Se a gente pudesse dar autonomia, tenho certeza que minha mãe ia preferir morrer no conforto do lar dela, rodeada das pessoas que ela ama, não intubada num lugar frio que é o hospital.
Estava fazendo de tudo, não deixei o medo me imobilizar e acho que o que me apoiou foi saber que ela precisava de mim.
A gente olha para o doente porque ele é o protagonista, mas o cuidador fica esquecido. Eu não comia e fui perdendo a necessidade de comer. Já sou magra e emagreci mais.
Minha vida girava em torno disso, mas, realmente, não tinha como elaborar aquela situação. Às vezes, perguntava ao médico 'quando ela vai?' e me sentia culpada. Parecia que estava querendo minha mãe morta, mas é porque não estava mais aguentando.
Na hora que a pessoa morre, vem o vazio de tudo: da lembrança, da mãe e o vazio também do cuidado. Estava há mais de 15 dias vivendo em função dessa pessoa, o que faria agora?
'Vi que ela tinha ido'
Um dia antes de ela morrer, passei a noite deitada na cama junto com ela, fazendo carinho nas costas e sentindo a respiração. Estava calma. Falei tudo o que queria, pedi perdão, falei que ia tentar ser feliz. Tive meu momento com ela.
Na noite em que ela morreu, dormi no quarto ao lado. Toda hora eu passava no corredor, escutava a respiração dela, sabia que ainda estava viva e ia para o quarto.
Teve uma hora que passei e não ouvi nada. Fui para o quarto dela e fiz todos os procedimentos que a médica tinha falado: apertar as pontas dos dedos, checar a temperatura. Vi que ela tinha ido. Chamei meu irmão, a gente a abraçou e chorou.
'Preparação do corpo é surrealista'
A preparação do corpo é um aspecto absolutamente surrealista. Na manhã seguinte, a gente higienizou o corpo dela, colocou ataduras na mandíbula para manter a sustentação e nos pés.
Na primeira noite que dormi sem minha mãe, minha casa não parecia minha. Quando seus pais morrem, o mundo se transforma. É como se você olhasse tudo pela primeira vez.
A morte de alguém, dessa forma principalmente, envolve um equilíbrio muito sutil entre memória e esquecimento. Porque se você passa a lembrar muito da pessoa, vai doer demais. Só que, se você esquece, se esvazia completamente.
De uns anos pra cá, comecei a me sentir muito vazia. Às vezes, as pessoas não entendem certas mudanças da minha personalidade, gente cobrando presença quando eu estava ausente de mim mesma.
Se olha muito para o paciente, e tem que olhar, mas tem que olhar para o cuidador também —e esse olhar é muito falho, principalmente quando é um parente tão próximo."
Cuidados paliativos em casa ou no hospital?

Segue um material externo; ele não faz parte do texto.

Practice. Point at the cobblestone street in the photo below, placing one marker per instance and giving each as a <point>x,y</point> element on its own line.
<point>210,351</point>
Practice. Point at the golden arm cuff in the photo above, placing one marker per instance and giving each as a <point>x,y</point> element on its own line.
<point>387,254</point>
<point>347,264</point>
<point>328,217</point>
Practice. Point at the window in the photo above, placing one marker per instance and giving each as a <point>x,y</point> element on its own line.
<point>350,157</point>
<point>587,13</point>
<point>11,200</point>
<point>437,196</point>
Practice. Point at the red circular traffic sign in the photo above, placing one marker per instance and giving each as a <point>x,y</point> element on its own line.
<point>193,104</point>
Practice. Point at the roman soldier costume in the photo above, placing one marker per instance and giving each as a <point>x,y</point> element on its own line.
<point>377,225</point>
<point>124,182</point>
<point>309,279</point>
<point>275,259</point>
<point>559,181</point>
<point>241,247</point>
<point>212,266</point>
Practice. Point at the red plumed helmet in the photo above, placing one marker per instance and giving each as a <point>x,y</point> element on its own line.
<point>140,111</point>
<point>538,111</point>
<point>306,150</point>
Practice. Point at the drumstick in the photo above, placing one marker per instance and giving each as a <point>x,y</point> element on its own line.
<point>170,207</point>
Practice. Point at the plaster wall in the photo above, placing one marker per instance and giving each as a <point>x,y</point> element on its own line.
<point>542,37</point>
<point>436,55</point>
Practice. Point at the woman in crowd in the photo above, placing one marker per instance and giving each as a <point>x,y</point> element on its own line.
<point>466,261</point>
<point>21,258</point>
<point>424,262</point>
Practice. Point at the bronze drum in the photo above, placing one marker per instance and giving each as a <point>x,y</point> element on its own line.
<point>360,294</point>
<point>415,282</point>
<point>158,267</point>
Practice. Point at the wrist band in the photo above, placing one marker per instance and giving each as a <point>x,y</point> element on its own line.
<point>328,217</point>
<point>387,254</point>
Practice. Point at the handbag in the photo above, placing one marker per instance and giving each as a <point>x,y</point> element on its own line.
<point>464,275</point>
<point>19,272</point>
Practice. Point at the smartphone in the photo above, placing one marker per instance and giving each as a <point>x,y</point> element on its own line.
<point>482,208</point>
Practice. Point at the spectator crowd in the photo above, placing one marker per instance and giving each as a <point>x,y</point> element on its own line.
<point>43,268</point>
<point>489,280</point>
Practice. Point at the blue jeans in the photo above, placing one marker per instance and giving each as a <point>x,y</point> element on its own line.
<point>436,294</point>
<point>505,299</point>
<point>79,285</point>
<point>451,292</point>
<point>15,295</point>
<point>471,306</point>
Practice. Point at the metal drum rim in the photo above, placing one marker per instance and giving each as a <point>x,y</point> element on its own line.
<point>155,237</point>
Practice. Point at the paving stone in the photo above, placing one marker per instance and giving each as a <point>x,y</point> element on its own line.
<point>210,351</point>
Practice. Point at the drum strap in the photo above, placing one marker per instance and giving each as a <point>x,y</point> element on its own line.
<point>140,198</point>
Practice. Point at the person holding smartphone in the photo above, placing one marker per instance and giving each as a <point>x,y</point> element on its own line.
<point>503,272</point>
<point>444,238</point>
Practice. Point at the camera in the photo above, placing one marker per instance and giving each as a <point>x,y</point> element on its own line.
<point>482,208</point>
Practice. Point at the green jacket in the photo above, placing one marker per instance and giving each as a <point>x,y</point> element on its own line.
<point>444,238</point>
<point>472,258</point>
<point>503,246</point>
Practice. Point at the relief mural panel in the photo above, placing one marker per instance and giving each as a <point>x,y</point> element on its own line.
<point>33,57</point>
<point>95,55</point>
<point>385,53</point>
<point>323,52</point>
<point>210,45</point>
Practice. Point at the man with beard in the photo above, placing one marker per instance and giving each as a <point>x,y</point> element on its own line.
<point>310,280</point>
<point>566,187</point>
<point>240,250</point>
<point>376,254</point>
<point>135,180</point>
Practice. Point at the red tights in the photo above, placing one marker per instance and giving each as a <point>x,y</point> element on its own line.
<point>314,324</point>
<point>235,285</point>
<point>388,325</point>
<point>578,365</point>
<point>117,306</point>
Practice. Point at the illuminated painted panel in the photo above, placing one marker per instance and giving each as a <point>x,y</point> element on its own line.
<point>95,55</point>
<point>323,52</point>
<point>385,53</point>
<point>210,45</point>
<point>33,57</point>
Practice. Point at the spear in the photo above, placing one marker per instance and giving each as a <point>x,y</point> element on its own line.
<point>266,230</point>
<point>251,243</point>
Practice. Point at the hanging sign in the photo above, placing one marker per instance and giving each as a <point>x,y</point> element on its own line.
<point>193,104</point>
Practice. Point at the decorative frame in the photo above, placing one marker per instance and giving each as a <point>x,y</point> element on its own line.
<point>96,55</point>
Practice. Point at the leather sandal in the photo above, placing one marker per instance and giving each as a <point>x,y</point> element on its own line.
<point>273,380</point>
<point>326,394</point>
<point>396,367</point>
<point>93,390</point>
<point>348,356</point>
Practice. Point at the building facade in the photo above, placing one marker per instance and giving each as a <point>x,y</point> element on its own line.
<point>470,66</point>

A decisão deve ser individualizada. Se o paciente tem condições de se locomover e isso não for um problema logístico ou financeiro para a família, indica-se cuidado ambulatorial. Se a pessoa fica mais tempo acamada e está em fase final da vida, os cuidados paliativos em casa podem ser mais adequados.

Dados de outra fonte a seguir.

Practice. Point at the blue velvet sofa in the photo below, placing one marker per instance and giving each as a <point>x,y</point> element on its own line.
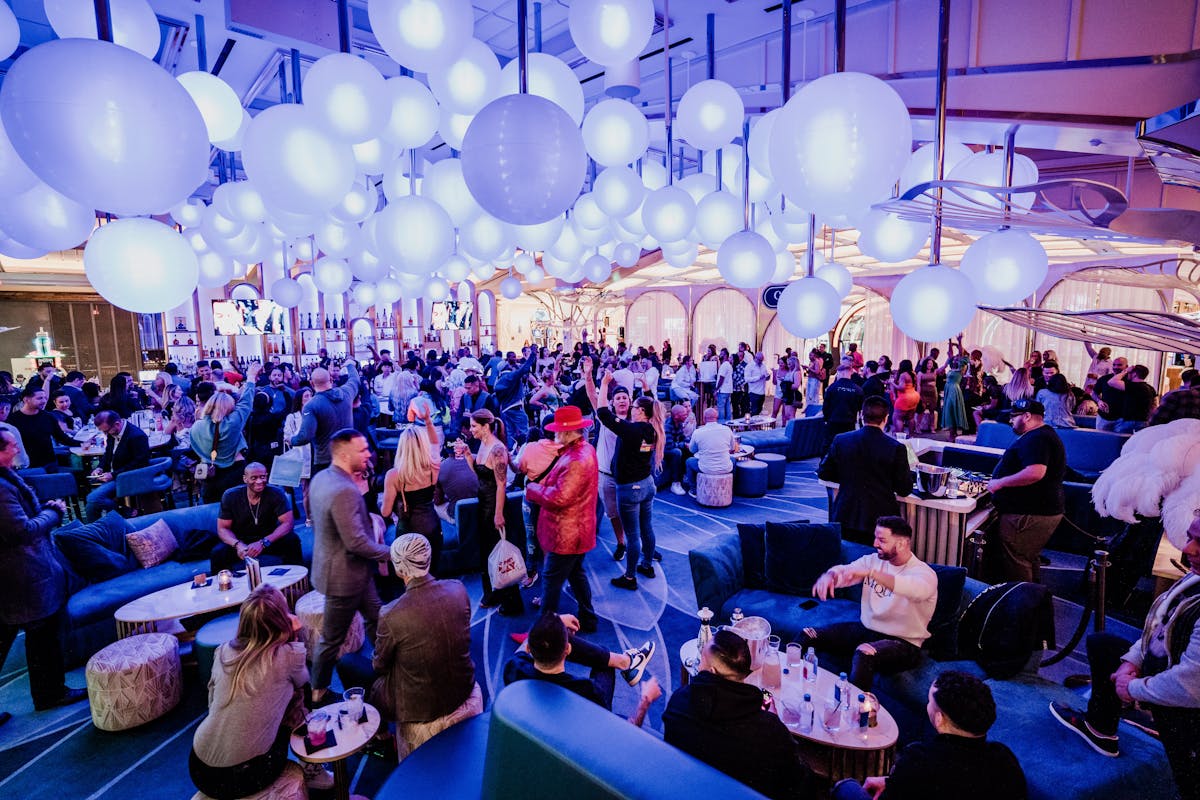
<point>541,741</point>
<point>1056,763</point>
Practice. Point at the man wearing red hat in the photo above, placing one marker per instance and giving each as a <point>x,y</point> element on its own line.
<point>567,525</point>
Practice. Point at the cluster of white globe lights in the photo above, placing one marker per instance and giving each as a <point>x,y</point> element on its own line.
<point>93,125</point>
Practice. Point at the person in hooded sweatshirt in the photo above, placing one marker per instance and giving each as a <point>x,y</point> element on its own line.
<point>720,720</point>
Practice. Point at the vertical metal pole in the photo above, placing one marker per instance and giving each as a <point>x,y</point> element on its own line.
<point>103,20</point>
<point>943,58</point>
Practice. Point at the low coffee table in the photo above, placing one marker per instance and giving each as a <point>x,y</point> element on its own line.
<point>142,615</point>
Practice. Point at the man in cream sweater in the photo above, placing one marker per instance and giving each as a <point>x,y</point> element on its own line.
<point>899,595</point>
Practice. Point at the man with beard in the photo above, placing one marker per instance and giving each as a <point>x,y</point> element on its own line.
<point>899,596</point>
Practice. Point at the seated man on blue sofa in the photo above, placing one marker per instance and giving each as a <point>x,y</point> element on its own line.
<point>899,597</point>
<point>959,762</point>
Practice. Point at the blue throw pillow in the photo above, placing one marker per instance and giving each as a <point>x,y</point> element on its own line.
<point>797,554</point>
<point>97,551</point>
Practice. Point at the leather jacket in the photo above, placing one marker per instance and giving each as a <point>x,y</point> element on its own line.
<point>567,524</point>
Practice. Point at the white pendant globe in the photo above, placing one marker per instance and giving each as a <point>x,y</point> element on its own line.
<point>840,143</point>
<point>294,161</point>
<point>331,276</point>
<point>550,78</point>
<point>616,133</point>
<point>837,276</point>
<point>745,260</point>
<point>413,113</point>
<point>1005,266</point>
<point>469,82</point>
<point>523,160</point>
<point>423,35</point>
<point>165,265</point>
<point>809,307</point>
<point>709,115</point>
<point>669,214</point>
<point>933,304</point>
<point>618,191</point>
<point>105,126</point>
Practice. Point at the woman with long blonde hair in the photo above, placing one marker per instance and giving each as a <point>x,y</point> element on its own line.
<point>255,701</point>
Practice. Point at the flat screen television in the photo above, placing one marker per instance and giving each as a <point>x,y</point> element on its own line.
<point>453,314</point>
<point>238,317</point>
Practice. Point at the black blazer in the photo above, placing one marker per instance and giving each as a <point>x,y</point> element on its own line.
<point>133,452</point>
<point>871,468</point>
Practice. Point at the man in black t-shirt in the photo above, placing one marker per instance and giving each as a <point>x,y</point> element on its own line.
<point>255,522</point>
<point>1027,491</point>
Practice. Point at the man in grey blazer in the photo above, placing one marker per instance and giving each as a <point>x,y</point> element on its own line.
<point>343,553</point>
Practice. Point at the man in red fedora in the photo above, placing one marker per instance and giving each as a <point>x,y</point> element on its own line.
<point>567,525</point>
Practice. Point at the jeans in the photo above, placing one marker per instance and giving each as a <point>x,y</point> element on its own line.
<point>891,655</point>
<point>635,501</point>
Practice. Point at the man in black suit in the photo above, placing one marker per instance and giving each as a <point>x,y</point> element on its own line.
<point>871,469</point>
<point>127,449</point>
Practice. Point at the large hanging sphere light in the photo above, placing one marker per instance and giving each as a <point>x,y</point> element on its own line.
<point>745,260</point>
<point>331,276</point>
<point>105,126</point>
<point>839,144</point>
<point>611,32</point>
<point>46,220</point>
<point>469,82</point>
<point>887,238</point>
<point>809,307</point>
<point>618,191</point>
<point>217,102</point>
<point>709,115</point>
<point>348,95</point>
<point>547,77</point>
<point>1005,266</point>
<point>413,113</point>
<point>133,23</point>
<point>523,160</point>
<point>669,214</point>
<point>165,266</point>
<point>616,133</point>
<point>933,304</point>
<point>287,292</point>
<point>423,35</point>
<point>414,234</point>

É fundamental individualizar o cuidado, conforme contexto e história de vida do paciente e da família.
Rodrigo Kappel Castilho, presidente da ANCP (Academia Nacional de Cuidados Paliativos)
Diante de um quadro terminal, se a pessoa está insegura e sente que suas necessidades emocionais e físicas não são atendidas em casa, a preferência pode ser pelo cuidado em hospital. Há casos em que o atendimento muda: o paciente está em casa, mas seu quadro gera sofrimento para a família ou surgem novos sintomas sem possibilidade de controle em domicílio, quando se indica o ambiente hospitalar.
Família nos cuidados
É fundamental ter uma equipe multidisciplinar conduzindo os cuidados paliativos, seja em casa ou no hospital, diz Castilho.
Não é justo colocar esse fardo nas costas da família, que tem papel próprio de cuidado. É muito nobre e corajoso o familiar que aceita esse momento e fala que vai cuidar. Rodrigo Kappel Castilho
Além do paciente, a equipe também assiste os familiares. "Tem muitas inseguranças e dúvidas que vão surgir, e elas precisam ser cuidadas também." A conduta envolve ouvir o que familiares têm a dizer, sobre si ou sobre o paciente, incluindo memórias, e tratar todos com respeito após a morte do familiar.